The Enterprises’ deficiency balance management programs should identify relevant factors to consider when determining whether to take action to recover a deficiency balance and the appropriate form of action. Those factors should include, but are not limited to, the following:

  1. Jurisdiction of Foreclosure: The laws governing foreclosure processes and collection of deficiency balances vary by state. Some states prohibit the practice and others place restrictions and timeframes on a lender’s ability to obtain and collect deficiency judgments. It is important that each Enterprise and its vendors comply with the applicable statute of limitations in order to preserve the ability to pursue collection.

  2. Federal and other Law: The Enterprise should consider whether a borrower has filed for bankruptcy or there is other litigation involving the property.

  3. Mortgage Insurance: For federally insured loans, the Department of Housing and Urban Development or the Department of Veterans Affairs may require the lender to pursue a deficiency judgment. For loans with private mortgage insurance, the terms of the policy that may affect the Enterprise’s ability to pursue a deficiency judgment must be considered.

  4. Loss Mitigation Efforts: A borrower’s efforts to cure the default or pursue an alternative to foreclosure, such as loan refinance or modification program offered by the Enterprise.

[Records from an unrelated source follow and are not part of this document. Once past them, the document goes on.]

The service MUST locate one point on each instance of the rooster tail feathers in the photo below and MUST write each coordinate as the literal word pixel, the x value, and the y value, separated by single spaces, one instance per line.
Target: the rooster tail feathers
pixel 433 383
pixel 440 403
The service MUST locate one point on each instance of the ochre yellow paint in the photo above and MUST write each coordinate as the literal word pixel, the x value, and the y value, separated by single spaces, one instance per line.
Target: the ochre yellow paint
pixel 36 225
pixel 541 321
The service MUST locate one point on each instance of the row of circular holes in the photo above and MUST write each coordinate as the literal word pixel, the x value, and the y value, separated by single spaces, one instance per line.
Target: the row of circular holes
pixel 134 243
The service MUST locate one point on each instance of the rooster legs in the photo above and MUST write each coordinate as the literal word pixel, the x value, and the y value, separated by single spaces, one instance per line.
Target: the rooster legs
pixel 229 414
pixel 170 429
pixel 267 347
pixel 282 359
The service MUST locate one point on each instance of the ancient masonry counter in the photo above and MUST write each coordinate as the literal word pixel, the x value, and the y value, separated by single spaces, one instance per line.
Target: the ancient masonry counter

An additional factor is the borrower’s participation in the Enterprise’s short sale or deed-in-lieu programs, which provide for a waiver of the Enterprise’s right to pursue deficiency judgments.

  5. Loan/Borrower-related Factors: An Enterprise should take into account particular characteristics of the loan and borrower that may indicate the likelihood of success of deficiency judgment in a particular case. These factors would include, for example, whether the foreclosed property was owner-occupied or purchased for investment purposes; whether the borrower defaulted on more than one mortgage held by the Enterprise; and available information (e.g., in a credit report) about whether the borrower has kept other financial obligations current.

  6. Elements of Bad Faith: Characteristics of strategic default behavior or possible fraudulent acts, such as loan documents that appear inaccurate or falsified, should be considered.

  7. Business Judgment: The decision to pursue collection should make economic sense to the Enterprise and reflect that the associated costs are in line with the Enterprise’s loss mitigation strategies. The amount of the deficiency, the reason for the default, the financial condition of the borrower, legal fees, and the availability and cost of qualified collection vendor(s) might all influence the decision to pursue a deficiency balance.

The Enterprise’s determinations regarding deficiency balances should indicate relative weights of the different factors considered by the Enterprise. The Enterprise’s documented process in place for deficiency balance determinations should include a risk-based process for internal review of decisions as appropriate.

Examiners will review policies, procedures, and practices when examining Fannie Mae and Freddie Mac’s deficiency balance management programs. Each Enterprise should maintain documented analysis to support decisions regarding actions to recover deficiency balances.